Nik Krasno | 19850 comments J. wrote: "...You are constantly hit with low level background radiation. In fact, you are yourself very slightly radioactive...."

Me personally, I'm radiation proof by Chernobyl :)
When one of those already "sleeping beauties" wakes up, we'll appraise the damage, if any. Seems to preserve embryos fine..


message 202: by Ian (new)

Ian Miller | 1857 comments J. wrote: "I'm not sure that being froze for hundreds to thousands of years is a great way to travel. You won't rot because at those temperatures because you are nearly chemically inert. But nuclear decay doe..."

Not sure how you wake up dead :-) However, there is a further problem: chemistry. At very low temperatures quantum tunneling still applies so chemical reactions continue, and these, following the second law of thermodynamics, try to increase the entropy. You could be resurrected as "soup and bone". This problem is overcome for the living by repair mechanisms, and the entropy issue is overcome buy doing what chemists call work on the system, i.e. there is an energy input to overcome the entropic decay. But if you are frozen, no energy input.

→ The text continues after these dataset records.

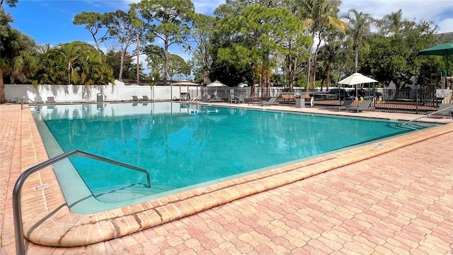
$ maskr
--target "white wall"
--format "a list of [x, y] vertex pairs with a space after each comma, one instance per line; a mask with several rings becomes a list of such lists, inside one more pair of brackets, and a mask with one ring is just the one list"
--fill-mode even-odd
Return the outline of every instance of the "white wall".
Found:
[[[181, 93], [190, 93], [191, 98], [201, 94], [196, 86], [118, 86], [118, 85], [40, 85], [5, 84], [6, 101], [28, 98], [36, 103], [47, 101], [53, 96], [57, 102], [96, 102], [97, 96], [103, 94], [104, 101], [131, 101], [132, 96], [142, 98], [147, 96], [151, 100], [178, 100]], [[193, 96], [192, 96], [193, 95]]]
[[[273, 87], [270, 96], [279, 95], [281, 88]], [[124, 85], [39, 85], [35, 88], [31, 84], [5, 84], [6, 101], [17, 101], [25, 97], [36, 103], [47, 101], [53, 96], [56, 102], [96, 102], [98, 95], [102, 96], [103, 101], [129, 101], [132, 96], [142, 98], [147, 96], [153, 101], [179, 100], [181, 93], [188, 93], [191, 99], [198, 96], [200, 99], [220, 98], [226, 100], [234, 90], [234, 95], [250, 96], [250, 88], [232, 87], [201, 87], [195, 86], [124, 86]], [[260, 87], [256, 87], [256, 96], [261, 96]], [[25, 101], [24, 101], [24, 103]]]

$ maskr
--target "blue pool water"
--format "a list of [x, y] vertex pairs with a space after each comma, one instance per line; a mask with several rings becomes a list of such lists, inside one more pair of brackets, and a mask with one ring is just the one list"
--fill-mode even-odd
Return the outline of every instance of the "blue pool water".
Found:
[[[151, 189], [143, 173], [71, 157], [76, 174], [61, 177], [67, 174], [56, 171], [69, 188], [81, 177], [88, 191], [72, 198], [71, 210], [79, 212], [110, 206], [80, 205], [85, 200], [137, 202], [430, 126], [171, 102], [44, 106], [39, 118], [64, 152], [81, 149], [150, 173]], [[64, 193], [67, 199], [73, 196]]]

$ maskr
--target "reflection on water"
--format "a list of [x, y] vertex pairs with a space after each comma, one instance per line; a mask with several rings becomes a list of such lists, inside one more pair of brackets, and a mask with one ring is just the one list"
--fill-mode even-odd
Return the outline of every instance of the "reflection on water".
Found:
[[[64, 151], [148, 169], [151, 184], [184, 187], [401, 134], [388, 121], [162, 102], [44, 106]], [[142, 173], [71, 159], [92, 190], [146, 183]]]

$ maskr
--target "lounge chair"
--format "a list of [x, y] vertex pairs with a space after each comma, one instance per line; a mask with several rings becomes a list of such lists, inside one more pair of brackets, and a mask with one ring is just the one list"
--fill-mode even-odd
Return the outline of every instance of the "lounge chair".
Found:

A further problem arises because your cells are full of water, which expands on freezing, thus rupturing cells. More soup!


message 203: by Ian (new)

Ian Miller | 1857 comments Nik wrote: "J. wrote: "...You are constantly hit with low level background radiation. In fact, you are yourself very slightly radioactive...."

Me personally, I'm radiation proof by Chernobyl :)
When one of th..."


For hundreds of thousands of years? Mind you, one proposal has been to send lots of embryos, or even sperm and eggs, and have robots to raise the offspring and educate them.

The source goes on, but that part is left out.